Today, the New York Times ran a piece by Business writers Gretchen Morgenson and Louise Story entitled “Clients Worried About Goldman’s Dueling Goals,” which was spurned by the SEC’s recent investigation into the investment banking “vampire squid” in which Goldman Sachs screwed smaller clients for the sake of a very big client! Goldman’s people read the article, and – like anybody who has ever had anything written about them they didn’t like – feel like they were “misrepresented.”
So Goldman Sachs got to blogging. And posted the entirety of their interview with the New York Times, emboldening the portions of the quotes they gave the New York Times that the Times used, with the intent of showing how they were in fact “misrepresented.”

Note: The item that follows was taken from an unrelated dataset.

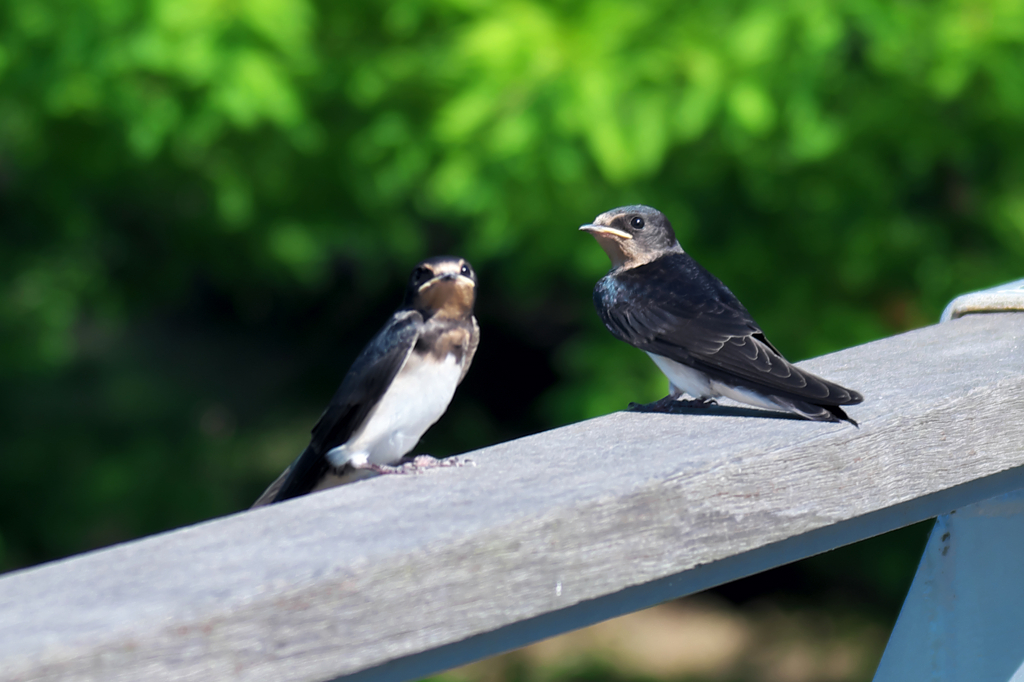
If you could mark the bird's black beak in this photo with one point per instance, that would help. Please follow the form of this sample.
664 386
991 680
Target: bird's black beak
605 230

Unfortunately, this does nothing to the story but provide more context for an interview in which Goldman comes out looking terribly. For example, emphasis theirs:
Q. In addition to the 14 principles, former employees contend that there is an additional, unwritten principle urging workers to embrace the conflicts of interest inherent in the firm’s business model and to consider such conflicts to be part of a healthy tension between client and firm. Could you comment on this?
A. We’re not aware of this so-called “unwritten principle”, but every large financial institution, in fact virtually any business in any industry, has potential conflicts and we all have an obligation to manage them effectively.
And that changes this how, exactly? If anything, the entire interview is an illuminating document into just how spin-ready whatever anyone at Goldman says is. Another example that wasn’t used in the Times piece, about the credit default swap insurance they took out on AIG failing.
The set-up: imagine, for a moment, your government telling you that you didn’t really need to know there was an alien invasion coming to enslave and kill us until after we’ve been enslaved by said aliens (because they didn’t think the aliens were out to kill us, and also, wanted to make money off of them). You’d be pissed, right?
Well, imagine being a Goldman investor today – or an American with money to lose! – and watching how Goldman tries to define what’s “material non-public information.” Emphasis theirs:
Q. Goldman has said that it bought CDS protection on AIG to protect itself if the insurer failed. Goldman purchased this protection when it had information about margin calls it was making on AIG and which AIG was resisting. Did Goldman tell the counterparties from whom it bought the CDS protection on AIG about the margin call information Goldman had on the insurer? Does Goldman feel that there were any conflicts involving its purchase of protection on AIG at the same time that it had nonpublic information about the insurer’s financial position?
A. The premise of the question is wrong: we did not have material non-public information about AIG’s financial position. We had a series of disputes with AIG about the valuation of assets for which they were providing protection. That is quite different from having material non-public information about the financial condition of the company.
Also, if we had told another counterpart about our dispute with AIG, we would have been violating the confidentiality obligation we had to AIG.
And that’s misrepresentation how, again? If anything, this serves to illustrate even further the kind of complete state of cognitive dissonance Goldman’s corporate culture revolves around.